Leitung der Museumshäuser

Zertifizierte ehrenamtliche Museumsmacher*8n

 

MUSEUMSLEITUNG

 

Museumsmacher*in

Dr. Klaus A.E. Weber │ Christel Schulz-Weber

Sollingstraße 17 │ 37627 Heinade-Hellental

Telefon: +49 05564/1559

E-Mail: weber-hellental⦋at⦌t-online.de

 

Erfolgreiches Absolvieren der Qualifizierung in musealen Kernbereichen mit verbandsgebietsweit erstem Zertifikat „Ehrenamtliche Museumsmacher*innen“ des Museumsverbandes Niedersachsen und Bremen │ 18. Oktober 2019 ⦋1⦌⦋2⦌⦋3⦌

 

Seit 2008 leitet Klaus A.E. Weber mit seiner Ehefrau Christel M. Schulz-Weber das Museum im Backhaus sowie ab 2019 das HISTORISCHES MUSEUM HELLENTAL [hmh, das aus dem Zusammenschluss mit dem Sollinghaus Weber│Museum der Alltagskultur entstanden ist.

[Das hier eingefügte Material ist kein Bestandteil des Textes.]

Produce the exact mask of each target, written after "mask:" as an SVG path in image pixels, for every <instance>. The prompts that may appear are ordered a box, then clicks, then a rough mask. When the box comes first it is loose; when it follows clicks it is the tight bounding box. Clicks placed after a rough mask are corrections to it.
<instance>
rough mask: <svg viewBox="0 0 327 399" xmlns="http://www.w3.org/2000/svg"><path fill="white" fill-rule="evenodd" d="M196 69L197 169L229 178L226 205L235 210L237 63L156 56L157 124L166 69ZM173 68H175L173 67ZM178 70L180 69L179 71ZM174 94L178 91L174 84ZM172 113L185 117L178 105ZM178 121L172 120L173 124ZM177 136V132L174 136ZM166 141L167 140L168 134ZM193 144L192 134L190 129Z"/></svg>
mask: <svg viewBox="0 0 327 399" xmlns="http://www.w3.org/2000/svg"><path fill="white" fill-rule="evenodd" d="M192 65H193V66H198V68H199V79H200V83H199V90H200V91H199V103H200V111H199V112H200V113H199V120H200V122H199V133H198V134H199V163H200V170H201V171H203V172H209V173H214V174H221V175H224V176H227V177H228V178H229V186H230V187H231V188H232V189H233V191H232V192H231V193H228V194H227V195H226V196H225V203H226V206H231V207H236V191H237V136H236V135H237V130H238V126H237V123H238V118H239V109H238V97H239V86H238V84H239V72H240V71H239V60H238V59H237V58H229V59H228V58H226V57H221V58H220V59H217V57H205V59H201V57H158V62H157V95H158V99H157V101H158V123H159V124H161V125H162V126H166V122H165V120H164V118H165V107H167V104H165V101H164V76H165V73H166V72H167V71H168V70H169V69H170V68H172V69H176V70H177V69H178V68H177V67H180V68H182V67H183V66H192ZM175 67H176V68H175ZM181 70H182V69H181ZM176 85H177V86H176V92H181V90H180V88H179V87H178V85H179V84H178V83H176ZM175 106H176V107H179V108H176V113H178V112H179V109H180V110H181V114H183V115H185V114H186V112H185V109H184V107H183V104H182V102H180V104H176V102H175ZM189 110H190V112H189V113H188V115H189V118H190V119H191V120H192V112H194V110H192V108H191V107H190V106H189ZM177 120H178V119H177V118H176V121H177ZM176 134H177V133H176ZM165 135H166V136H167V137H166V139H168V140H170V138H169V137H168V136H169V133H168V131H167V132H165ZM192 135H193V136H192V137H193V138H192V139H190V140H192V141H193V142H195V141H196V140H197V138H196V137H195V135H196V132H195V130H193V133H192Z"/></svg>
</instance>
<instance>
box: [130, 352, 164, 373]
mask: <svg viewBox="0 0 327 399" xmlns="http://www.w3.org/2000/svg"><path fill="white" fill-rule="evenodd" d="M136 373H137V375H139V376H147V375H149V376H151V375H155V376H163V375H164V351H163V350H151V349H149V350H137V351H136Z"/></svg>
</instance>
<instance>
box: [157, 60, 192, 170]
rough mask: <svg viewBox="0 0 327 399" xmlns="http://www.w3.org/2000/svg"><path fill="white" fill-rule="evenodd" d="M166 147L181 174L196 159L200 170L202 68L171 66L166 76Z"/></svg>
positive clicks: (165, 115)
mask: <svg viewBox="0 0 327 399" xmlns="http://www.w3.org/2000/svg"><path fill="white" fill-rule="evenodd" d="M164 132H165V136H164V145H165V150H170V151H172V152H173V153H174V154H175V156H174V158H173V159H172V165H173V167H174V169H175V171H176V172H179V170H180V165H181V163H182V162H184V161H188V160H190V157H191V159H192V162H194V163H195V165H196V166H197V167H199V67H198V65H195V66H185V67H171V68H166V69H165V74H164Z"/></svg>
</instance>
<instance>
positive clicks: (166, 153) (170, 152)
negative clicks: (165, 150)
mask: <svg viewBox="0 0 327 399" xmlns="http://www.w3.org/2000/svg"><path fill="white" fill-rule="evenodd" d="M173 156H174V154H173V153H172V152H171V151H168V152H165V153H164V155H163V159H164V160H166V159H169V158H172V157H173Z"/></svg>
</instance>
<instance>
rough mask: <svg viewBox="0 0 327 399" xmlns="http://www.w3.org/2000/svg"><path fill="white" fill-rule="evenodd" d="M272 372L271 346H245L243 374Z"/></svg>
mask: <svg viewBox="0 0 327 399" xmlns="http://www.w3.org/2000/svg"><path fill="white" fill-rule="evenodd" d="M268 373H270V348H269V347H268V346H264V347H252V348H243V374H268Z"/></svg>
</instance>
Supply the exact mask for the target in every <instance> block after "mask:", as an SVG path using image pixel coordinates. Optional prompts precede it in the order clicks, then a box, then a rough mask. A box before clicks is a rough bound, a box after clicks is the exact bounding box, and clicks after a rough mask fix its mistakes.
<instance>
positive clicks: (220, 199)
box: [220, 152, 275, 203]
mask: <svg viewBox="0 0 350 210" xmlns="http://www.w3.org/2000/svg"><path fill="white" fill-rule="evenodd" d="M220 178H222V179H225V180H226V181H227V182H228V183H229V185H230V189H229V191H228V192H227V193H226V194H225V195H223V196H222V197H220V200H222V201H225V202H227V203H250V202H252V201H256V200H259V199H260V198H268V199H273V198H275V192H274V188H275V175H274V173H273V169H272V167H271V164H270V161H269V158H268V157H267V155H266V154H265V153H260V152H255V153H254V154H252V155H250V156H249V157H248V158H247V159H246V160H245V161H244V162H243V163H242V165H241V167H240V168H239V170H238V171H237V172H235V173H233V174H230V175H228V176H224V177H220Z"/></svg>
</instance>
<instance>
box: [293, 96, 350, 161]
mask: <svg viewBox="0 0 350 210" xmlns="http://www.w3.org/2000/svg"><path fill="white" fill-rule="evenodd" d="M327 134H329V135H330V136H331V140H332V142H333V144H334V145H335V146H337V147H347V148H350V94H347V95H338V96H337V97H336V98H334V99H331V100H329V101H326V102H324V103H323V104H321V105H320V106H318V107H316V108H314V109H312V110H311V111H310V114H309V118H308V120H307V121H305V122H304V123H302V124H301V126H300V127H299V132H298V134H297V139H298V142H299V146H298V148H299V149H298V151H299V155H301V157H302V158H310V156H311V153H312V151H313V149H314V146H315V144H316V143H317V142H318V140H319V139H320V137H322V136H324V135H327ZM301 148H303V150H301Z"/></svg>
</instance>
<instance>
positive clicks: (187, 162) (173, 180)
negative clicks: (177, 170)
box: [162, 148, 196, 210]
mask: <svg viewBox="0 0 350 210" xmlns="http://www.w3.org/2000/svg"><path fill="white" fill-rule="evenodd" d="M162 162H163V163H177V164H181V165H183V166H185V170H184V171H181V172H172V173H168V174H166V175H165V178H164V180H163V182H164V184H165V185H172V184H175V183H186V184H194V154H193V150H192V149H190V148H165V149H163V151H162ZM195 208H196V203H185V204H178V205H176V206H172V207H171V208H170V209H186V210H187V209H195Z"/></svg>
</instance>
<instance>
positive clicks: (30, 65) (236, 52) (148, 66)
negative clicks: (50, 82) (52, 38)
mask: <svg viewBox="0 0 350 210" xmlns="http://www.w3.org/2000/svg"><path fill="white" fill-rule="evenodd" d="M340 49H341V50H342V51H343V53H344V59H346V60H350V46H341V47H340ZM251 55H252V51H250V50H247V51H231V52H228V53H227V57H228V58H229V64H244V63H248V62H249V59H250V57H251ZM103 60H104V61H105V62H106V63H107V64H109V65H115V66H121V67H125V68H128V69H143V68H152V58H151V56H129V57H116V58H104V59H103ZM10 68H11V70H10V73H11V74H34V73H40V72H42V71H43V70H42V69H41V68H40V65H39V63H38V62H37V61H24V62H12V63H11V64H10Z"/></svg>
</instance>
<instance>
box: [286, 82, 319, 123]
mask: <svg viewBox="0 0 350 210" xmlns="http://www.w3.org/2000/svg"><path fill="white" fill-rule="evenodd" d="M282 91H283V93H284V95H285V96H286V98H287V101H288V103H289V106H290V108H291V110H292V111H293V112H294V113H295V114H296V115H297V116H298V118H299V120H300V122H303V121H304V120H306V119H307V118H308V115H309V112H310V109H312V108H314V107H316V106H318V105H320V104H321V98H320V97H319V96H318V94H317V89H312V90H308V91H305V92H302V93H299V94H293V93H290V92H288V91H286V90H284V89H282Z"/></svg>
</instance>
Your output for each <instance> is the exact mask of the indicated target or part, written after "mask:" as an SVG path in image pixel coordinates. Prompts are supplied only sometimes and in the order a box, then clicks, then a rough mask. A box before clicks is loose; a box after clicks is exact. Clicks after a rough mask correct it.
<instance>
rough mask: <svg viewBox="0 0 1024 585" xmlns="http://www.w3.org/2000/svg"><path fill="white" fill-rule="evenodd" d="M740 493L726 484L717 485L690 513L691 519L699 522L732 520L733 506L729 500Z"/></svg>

Verbandsgebietsweit erwarb Klaus A.E. Weber mit seiner Ehefrau Christel M. Schulz-Weber am 18. Oktober 2019 das erste Zertifikat „Ehrenamtliche Museumsmacher*innen“ des Museumsverbandes Niedersachsen und Bremen.

 

© Foto: Volker Conrad

 

Klaus Adam Ernst Weber (* 1954 in Kirch-Brombach/Odenwald) ist ein deutscher Facharzt und Rettungs- und Sozialmediziner.

Amtsarzt │ Leitender Medizinaldirektor a.D.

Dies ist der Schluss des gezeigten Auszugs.